Rumaram o carro para perto de onde foi o CEI, no mesmo local onde ficava a biblioteca Municipal José Pereira, onde tinha uma grande arvore chamada pereiro, com sombra larga. José Câmara parou o carro e convidou o velho Manoelzinho para fazer um lanche debaixo daquela arvore tão frondosa e bonita, com bastantes espinhos.
Sentaram-se na sombra do pereiro, ficaram olhando o deserto, tudo abaixo, tudo destruído, prédios em ruínas, casas caídas, pracinha que virou mata nativa, poeira quente que o vento soprava. O velho bebeu água, acendeu um cigarro, e comentou para o amigo:
--- Quem nasceu em Afonso Bezerra, á ama como se ama um filho, são filhos apegados a sua cidade, eles colocam decalque nos carros com a frase, “EU AMO AFONSO BEZERRA” o contrario de Pedro Avelino que tem tanta gente importante, mas que não dão valor a sua terra, a maioria dessas pessoas importantes que nasceram em Pedro Avelino, não visita nem as covas dos seus parentes em dia de finados.
--- Seu Manoelzinho, o senhor ainda não falou da feira livre.
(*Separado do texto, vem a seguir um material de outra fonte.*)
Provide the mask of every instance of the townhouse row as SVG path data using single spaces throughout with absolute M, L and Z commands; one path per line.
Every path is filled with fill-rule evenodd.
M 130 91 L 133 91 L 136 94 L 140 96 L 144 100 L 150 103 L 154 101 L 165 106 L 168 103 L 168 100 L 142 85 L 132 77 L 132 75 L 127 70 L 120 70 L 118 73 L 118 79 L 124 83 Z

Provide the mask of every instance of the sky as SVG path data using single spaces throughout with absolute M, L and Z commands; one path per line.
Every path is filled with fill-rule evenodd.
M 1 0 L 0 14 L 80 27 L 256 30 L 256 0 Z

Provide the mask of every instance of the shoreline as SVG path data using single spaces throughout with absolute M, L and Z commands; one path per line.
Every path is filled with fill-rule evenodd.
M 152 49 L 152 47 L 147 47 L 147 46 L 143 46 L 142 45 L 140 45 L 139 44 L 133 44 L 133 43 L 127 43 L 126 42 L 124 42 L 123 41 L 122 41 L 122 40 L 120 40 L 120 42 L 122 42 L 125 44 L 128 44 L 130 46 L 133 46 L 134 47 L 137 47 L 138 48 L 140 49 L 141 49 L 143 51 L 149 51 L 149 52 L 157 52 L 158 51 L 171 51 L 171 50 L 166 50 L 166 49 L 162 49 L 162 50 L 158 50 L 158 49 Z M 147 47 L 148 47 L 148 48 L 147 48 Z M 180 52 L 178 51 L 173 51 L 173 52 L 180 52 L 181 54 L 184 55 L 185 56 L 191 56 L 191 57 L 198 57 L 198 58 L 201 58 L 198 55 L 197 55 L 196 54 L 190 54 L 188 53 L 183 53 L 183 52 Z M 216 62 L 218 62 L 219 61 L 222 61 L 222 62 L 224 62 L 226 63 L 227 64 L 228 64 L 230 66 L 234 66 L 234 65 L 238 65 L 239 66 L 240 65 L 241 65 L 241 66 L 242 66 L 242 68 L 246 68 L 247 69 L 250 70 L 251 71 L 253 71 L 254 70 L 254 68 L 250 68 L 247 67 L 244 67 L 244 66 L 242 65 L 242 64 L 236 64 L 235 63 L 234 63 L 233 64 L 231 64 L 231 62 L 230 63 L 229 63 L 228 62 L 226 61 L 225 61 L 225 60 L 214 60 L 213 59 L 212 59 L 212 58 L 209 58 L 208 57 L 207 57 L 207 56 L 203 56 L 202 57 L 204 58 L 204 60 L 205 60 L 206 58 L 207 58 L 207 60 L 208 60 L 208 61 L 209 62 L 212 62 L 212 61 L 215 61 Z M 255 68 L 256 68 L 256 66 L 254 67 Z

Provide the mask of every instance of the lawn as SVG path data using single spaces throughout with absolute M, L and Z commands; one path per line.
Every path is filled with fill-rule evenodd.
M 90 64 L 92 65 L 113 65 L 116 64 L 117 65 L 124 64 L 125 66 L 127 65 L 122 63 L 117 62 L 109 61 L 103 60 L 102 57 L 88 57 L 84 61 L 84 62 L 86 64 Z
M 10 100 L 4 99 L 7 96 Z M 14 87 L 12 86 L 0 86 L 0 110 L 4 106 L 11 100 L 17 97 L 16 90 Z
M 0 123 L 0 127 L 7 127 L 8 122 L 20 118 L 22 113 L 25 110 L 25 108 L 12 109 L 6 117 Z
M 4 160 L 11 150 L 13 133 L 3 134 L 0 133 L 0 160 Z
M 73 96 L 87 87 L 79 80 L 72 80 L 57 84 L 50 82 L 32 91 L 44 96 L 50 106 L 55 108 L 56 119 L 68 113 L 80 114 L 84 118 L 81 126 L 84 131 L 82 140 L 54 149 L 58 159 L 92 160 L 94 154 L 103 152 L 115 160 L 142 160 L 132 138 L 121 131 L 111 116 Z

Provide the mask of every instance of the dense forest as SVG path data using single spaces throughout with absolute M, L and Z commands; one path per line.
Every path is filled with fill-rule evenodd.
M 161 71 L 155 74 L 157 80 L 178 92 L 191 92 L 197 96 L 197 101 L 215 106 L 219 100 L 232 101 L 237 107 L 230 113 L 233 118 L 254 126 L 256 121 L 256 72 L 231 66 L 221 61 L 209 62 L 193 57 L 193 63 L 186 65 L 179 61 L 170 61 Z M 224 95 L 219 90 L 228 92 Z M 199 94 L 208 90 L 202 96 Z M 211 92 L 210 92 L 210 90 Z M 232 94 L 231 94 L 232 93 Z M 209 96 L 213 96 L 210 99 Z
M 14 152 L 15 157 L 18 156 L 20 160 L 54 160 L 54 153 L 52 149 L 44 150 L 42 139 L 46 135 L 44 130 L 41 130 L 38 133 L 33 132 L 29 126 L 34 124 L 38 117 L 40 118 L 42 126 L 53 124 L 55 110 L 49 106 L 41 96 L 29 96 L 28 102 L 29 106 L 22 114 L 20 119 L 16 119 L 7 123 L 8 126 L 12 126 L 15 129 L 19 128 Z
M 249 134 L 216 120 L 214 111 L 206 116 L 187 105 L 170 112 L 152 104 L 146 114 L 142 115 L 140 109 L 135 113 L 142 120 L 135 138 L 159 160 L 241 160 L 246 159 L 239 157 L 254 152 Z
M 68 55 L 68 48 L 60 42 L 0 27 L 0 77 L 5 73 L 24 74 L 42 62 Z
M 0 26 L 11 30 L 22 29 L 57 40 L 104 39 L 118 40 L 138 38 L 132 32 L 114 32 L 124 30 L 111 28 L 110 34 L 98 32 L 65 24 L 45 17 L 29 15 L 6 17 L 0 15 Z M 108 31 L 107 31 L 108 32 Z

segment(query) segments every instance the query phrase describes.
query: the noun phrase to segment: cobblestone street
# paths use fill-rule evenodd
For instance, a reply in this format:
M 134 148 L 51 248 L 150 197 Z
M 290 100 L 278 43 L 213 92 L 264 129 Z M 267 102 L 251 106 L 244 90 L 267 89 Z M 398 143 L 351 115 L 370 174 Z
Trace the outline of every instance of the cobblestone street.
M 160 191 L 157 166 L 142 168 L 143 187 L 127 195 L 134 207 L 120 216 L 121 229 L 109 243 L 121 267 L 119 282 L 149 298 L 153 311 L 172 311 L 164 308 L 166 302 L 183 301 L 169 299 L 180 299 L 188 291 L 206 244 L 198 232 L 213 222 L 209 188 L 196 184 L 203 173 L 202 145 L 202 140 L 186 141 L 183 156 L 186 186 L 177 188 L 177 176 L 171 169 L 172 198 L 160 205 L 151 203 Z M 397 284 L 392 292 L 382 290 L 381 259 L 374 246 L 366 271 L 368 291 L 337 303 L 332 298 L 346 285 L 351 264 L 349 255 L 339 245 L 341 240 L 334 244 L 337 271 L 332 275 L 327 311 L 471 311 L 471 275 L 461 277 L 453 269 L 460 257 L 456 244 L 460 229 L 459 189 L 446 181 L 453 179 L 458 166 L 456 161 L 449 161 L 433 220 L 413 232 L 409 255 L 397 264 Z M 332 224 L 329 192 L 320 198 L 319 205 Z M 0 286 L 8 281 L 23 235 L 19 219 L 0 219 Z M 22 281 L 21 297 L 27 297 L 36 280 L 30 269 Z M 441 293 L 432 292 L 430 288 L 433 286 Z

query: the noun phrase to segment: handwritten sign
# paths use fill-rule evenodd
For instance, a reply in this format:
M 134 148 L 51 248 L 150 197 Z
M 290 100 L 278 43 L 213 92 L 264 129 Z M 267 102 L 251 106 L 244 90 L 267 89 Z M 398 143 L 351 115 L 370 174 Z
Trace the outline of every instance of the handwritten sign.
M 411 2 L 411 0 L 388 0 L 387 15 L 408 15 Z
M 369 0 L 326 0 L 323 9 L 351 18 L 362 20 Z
--- A amigo, era o dia de encontro de todos que moravam nas propriedades. A feira era no sábado, aquele quadro onde fica as ruínas do mercado publico, ficavam cheias de barracas vendendo de tudo. Na safra de algodão, a feira começava assim que o sol raiava, e só terminava quando o sol se escondia, aqui vinha gente de toda redondeza trabalhar na apanha de algodão. Pedro Avelino era uma festa, todos com dinheiro no bolso, para atender as suas necessidades, os proprietários de terra, faziam negócios com os compradores de algodão, ou vendia diretamente para fazenda São Miguel dos Marinheiros, onde os Ingleses comandavam o comercio de algodão. Os proprietários de terra, iam buscar no Banco do Brasil da cidade de Macau, dinheiro em sacos de estopa, os grandes traziam dinheiro em saco. E os pequenos se forneciam com os grandes, Pedro Avelino era um progresso grande, o povo era muito feliz, alguns pobres e outros mais abastado, mais todos eram felizes, um povo amigo, e brincalhões, de bem com a vida. O Padre Antas na sua escola preparava as crianças para irem para Natal, o povo vendia leite de porta em porta, o povo vivia numa alegria constante, quase todos tinha sua vaquinha no quintal de casa para o leite da família. O progresso foi chegando, e as coisas foram ficando apertadas. Depois da revolução de 1964, com os governos Militares, as coisa foram melhorando, os bancos soltavam dinheiro a bamburro para os proprietário de terra, era dinheiro de se dá com o pé. Há tempo bom amigo, há tempo bom.
--- Mas o que causou tudo isso seu Manoelzinho.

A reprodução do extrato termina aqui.